第8話

 体育祭が終わった後、俺と大紀は歩いて帰った。

「結局、どうするの?」

 大紀に聞いたら、「どうもしない」って、答えられた。

「それでいいの?」

「仕方ないだろ」

「………………」

 裕太みたいに、俺も聞いた。

「『復讐』って、何をするの?」

「お前が望んでいることだ」

「……母親を奪い返すってこと?」

 大紀は煙草を吸い出した。

「お前が裕太にちょっかい出したのが悪いんだよ。そのせいで、面倒なことになった。でも、後始末はつけたから、もう余計なことすんなよ?」

 責任転嫁されたようで、俺は納得できなかった。

「引っ越しなんてしなかったら、面倒なことにならなかったのに」

「そのおかげで、ママを借りられんだから、いいだろ?」

「……俺は手紙を貰うだけで、十分だった」

「強がるなよ」

 大紀の手が、俺の頭をぐしゃぐしゃと撫でてくる。その大きさと、抑えつけてくる力の強さで、『俺が悪いのか?』と感じた。

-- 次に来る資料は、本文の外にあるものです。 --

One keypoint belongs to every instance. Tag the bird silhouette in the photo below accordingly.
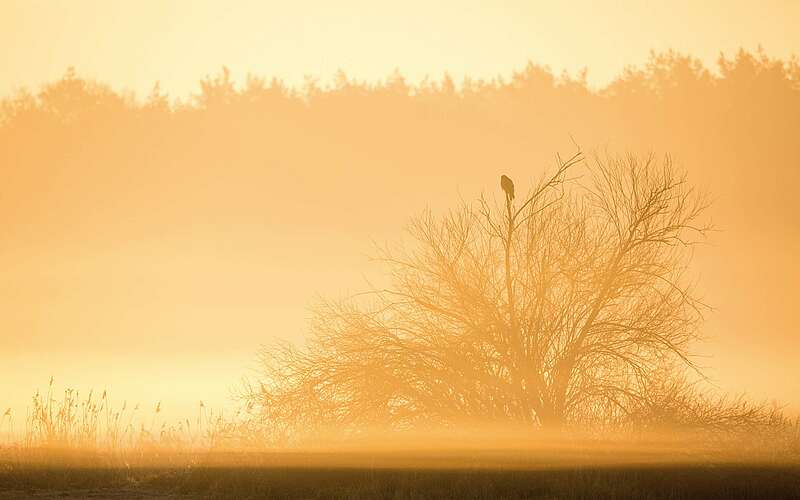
(508, 186)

 俺は父の犯した罪を知っている。父が白状したから。その罪に裕太の両親も関わっている。でも、そうやって、第一次世界大戦が起きた人間関係の中に――戦場の痕に――連れていかれた俺は父から与えられた無言の伝令を実行しているつもりでいた。

 勿論、俺にも『母親と生きたい』っていう願いはある。でも、『復讐』なんて、惨いことはしたくない。裕太が犠牲になってしまうから……あわれな火傷の痕がある子ども。裕太も親達が起こした戦争の被害者だ。戦災孤児だ。

 けど、戦後にずっと犠牲にされたままでいるのは、俺だけだっていう被害者意識もある。裕太は何も知らずに、両親から愛されて、幸福な日々を送っているから。

 俺には第二次世界大戦を起こす度胸なんか無い。裕太への嫉妬も憎悪も心の中で暗く流れているだけだ。せいぜい、裕太の心にヒビを入れて、不幸な俺の影を滲ませるだけでいい。何も知らない裕太に少しでもいいから、加害者意識をうえつけたいんだ。

 アイツの幸福こそ、借りものだから。俺の犠牲で成り立っている。俺は唇を噛むしかなかった。裕太の方が外見は痛々しくても、何も知らないなら、心の傷は無い。心の傷を負っているのは、俺の方だ。俺は自分を哀れむしか、なかった。